Oxfam chief calls for change in world food system to fight hunger
Oxfam International is a global organization that fights inequality to end poverty and injustice.
There is a need to break down monopolies and introduce windfall taxes in the world’s food system to fight hunger, said chief of aid organization Oxfam International.
Speaking at a panel on food crisis and threat of global destabilization at the Clinton Global Initiative (CGI) 2022 in New York, Oxfam International Executive Director Gabriela Bucher said on Tuesday that the whole food system is shaped in such a way that is very fragile and it’s a very unequal system.
“The whole system is rigged in a way that benefits the 1 percent and those very large food corporations” with four large corporations controlling 70 percent of the world’s food market, Bucher said.
She noted that 62 new “food billionaires” were created during the COVID-19 pandemic while smallholder farmers themselves were suffering hunger due to lack of fertilizer and the effects of climate change.

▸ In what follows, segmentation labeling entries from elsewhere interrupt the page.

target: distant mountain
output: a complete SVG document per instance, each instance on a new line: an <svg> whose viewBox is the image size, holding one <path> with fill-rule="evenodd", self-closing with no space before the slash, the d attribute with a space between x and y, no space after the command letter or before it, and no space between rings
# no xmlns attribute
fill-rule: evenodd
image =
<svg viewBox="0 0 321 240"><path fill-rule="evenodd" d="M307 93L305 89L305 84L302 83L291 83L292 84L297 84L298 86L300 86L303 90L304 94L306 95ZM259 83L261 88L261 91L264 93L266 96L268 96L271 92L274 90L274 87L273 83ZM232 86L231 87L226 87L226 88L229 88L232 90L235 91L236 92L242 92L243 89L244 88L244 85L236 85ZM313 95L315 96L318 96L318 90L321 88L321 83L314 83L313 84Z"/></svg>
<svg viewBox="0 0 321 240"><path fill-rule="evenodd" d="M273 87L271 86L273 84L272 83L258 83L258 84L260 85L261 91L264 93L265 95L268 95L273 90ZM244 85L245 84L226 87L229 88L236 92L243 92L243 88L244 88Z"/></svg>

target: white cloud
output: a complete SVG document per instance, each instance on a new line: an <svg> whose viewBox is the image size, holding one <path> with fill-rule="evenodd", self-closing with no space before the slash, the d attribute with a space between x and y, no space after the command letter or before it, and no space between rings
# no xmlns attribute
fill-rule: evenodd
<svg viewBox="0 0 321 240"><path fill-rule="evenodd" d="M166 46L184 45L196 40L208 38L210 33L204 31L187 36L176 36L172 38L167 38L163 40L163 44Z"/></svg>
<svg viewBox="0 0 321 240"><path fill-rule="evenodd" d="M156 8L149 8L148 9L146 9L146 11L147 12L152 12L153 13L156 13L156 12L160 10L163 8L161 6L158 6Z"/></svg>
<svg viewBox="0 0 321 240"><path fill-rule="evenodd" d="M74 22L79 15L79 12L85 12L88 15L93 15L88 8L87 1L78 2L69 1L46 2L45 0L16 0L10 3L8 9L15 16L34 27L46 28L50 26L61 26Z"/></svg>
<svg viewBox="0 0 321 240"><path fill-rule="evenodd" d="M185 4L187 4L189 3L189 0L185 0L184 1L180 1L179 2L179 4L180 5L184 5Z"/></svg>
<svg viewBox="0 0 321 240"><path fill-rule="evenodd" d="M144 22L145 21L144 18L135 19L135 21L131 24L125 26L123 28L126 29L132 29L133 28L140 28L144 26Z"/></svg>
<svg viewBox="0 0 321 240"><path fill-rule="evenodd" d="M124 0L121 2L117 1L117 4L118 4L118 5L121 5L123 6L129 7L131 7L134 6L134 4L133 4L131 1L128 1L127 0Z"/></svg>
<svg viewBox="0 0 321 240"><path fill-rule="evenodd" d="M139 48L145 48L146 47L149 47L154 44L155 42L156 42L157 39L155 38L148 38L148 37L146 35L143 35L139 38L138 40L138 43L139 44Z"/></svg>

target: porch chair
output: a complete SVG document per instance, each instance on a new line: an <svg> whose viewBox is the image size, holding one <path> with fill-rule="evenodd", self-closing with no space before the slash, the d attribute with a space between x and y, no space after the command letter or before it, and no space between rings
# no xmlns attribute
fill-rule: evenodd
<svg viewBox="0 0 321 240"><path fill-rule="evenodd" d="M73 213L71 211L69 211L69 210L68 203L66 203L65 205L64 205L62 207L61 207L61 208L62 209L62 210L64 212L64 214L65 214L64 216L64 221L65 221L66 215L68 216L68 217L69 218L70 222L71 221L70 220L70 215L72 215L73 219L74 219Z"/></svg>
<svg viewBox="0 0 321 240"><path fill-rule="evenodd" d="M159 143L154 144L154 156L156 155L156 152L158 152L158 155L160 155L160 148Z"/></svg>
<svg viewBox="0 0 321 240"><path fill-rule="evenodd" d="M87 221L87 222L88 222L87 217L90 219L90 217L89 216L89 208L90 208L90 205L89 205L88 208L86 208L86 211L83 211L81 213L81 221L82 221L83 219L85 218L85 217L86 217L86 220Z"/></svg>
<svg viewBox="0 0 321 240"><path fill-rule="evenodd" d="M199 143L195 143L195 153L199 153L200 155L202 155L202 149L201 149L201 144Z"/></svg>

A key element to look for longer-term solutions is to address the whole system “in terms of breaking down monopolies and also introducing windfall taxes, especially in the food system,” according to Bucher.
If the excessive profits accumulated in the food system during the pandemic are addressed, there will be resources to invest and ensure that smallholder farmers have the required resources to have sustainable livelihoods, said Bucher.
In the long term, wealth taxation is one of the ways in which resources can be mobilized and efforts should be made to ensure smallholder farmers have regular resources, according to Bucher.
Bucher said the fight against hunger is very inextricably linked to the fight against inequality and there was already a long-term trend showing an increase in hunger before the pandemic.
Headquartered in Nairobi of Kenya, Oxfam International is a global organization that fights inequality to end poverty and injustice.